JohnLocke (anonymous profile)
November 17, 2011 at 8:50 a.m. (Suggest removal)
I agree! Good decision. I can't rack up my vacation as a private citizen, why shoud they? Enough with public employees getting much sweeter deals than the private sectoor that PAYS THE BILL!
SanityNow (anonymous profile)
November 17, 2011 at 9:45 a.m. (Suggest removal)
Despite the usual desire to bash on government employees and act jealous, the point here is that an elected official has no direct supervisor and thus no need to schedule vacation time. County Supervisors and City Council members just work as hard or as little as they desire, and take time off as desired, so the concept of "vacation" is moot.
Therefore, paid vacation hours for County Supervisors is really just a boost in salary above their near $90K a year they already are paid.
John_Adams (anonymous profile)
November 17, 2011 at 11:50 a.m. (Suggest removal)

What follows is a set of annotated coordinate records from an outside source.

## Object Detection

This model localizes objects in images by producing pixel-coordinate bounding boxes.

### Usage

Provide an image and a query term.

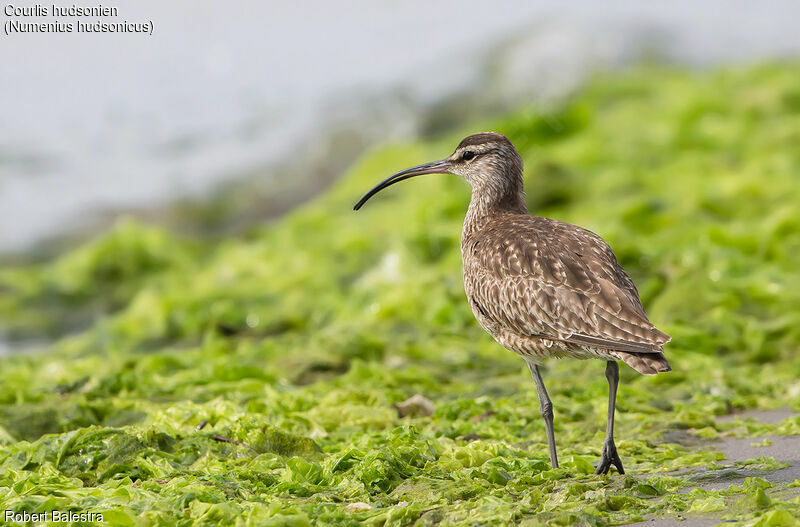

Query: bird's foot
[594,439,625,474]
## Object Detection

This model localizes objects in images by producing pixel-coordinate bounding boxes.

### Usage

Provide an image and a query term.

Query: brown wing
[464,214,670,353]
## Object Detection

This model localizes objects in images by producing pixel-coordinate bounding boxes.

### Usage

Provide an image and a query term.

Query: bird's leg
[528,362,558,468]
[594,360,625,474]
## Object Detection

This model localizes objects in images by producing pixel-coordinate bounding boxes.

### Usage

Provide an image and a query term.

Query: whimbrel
[354,132,671,474]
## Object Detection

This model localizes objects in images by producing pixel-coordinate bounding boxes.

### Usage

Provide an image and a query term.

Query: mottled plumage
[461,213,669,374]
[355,132,670,474]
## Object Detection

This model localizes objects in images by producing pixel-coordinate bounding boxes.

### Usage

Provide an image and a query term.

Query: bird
[353,132,672,474]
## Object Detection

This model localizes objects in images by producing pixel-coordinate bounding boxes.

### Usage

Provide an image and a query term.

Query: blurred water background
[0,0,800,256]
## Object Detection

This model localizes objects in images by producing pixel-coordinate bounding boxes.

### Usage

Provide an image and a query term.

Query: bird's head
[353,132,522,210]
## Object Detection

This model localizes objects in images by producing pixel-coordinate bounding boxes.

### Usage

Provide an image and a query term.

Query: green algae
[0,64,800,526]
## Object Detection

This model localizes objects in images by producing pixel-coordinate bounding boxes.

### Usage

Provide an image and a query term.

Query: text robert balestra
[3,510,103,523]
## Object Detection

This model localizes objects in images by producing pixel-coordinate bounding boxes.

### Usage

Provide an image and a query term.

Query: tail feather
[617,351,672,375]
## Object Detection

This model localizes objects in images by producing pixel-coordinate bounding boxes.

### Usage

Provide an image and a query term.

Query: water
[0,0,800,252]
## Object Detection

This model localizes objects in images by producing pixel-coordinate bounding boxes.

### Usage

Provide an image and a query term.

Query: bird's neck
[461,179,528,241]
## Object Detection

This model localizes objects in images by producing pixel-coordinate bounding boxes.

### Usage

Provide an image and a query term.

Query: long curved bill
[353,159,450,210]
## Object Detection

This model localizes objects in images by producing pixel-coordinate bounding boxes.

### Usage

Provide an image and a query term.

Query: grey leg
[594,360,625,474]
[528,362,558,468]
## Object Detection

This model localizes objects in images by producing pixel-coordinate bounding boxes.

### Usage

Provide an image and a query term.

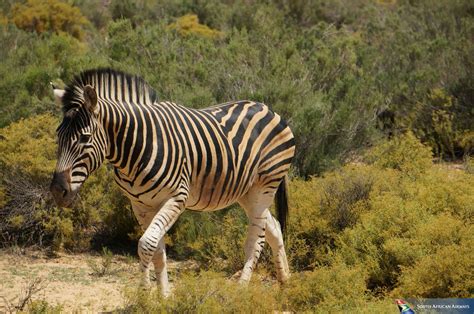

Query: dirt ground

Logic 3 times prevails on a level that is oftentimes illogical? What? This is the 3rd of the 7 signs? :) henry
hank (anonymous profile)
November 17, 2011 at 3:28 p.m. (Suggest removal)
I'm sure the only reason this Board would give this back is that is was probably going to be released as a media story and they chose this path before the papers addressed it first. How about the next step being the Supervisors pay their full contribution of 8% for their retirement program? Salud is sitting on over $500K in his "reelection" account and Janet has a nice little nest egg as well. Step up folks, or is cowardnice a more familiar realm for you?
BeachFan (anonymous profile)
November 17, 2011 at 4:28 p.m. (Suggest removal)
And what does the "reelection account" have to do with the salary as a county Supervisor? Nothing unless you are suggesting they act illegally and shift election committee funds into personal uses.
John_Adams (anonymous profile)
November 17, 2011 at 5:03 p.m. (Suggest removal)
John_Adams brings up a good point: what are the rules regarding money raised for a campaign and left over; is it the candidate's money to spend as he wishes or must it remain in an election fund (and what if there is no additional election?)
at_large (anonymous profile)
November 17, 2011 at 10:05 p.m. (Suggest removal)
Here is a legal point on the observations by John Adams and At large. If you set up an office in your home, regardless of the size, you can write off the residence entirely off of campaign funds since you "do official business" out of that location. Salud made a career before election as an aide ($50 k a year) and a supervisors salary is about 80K. Yet, he lives in a very nice sized home in Montecito. I don't think his wife is a trust fund baby either.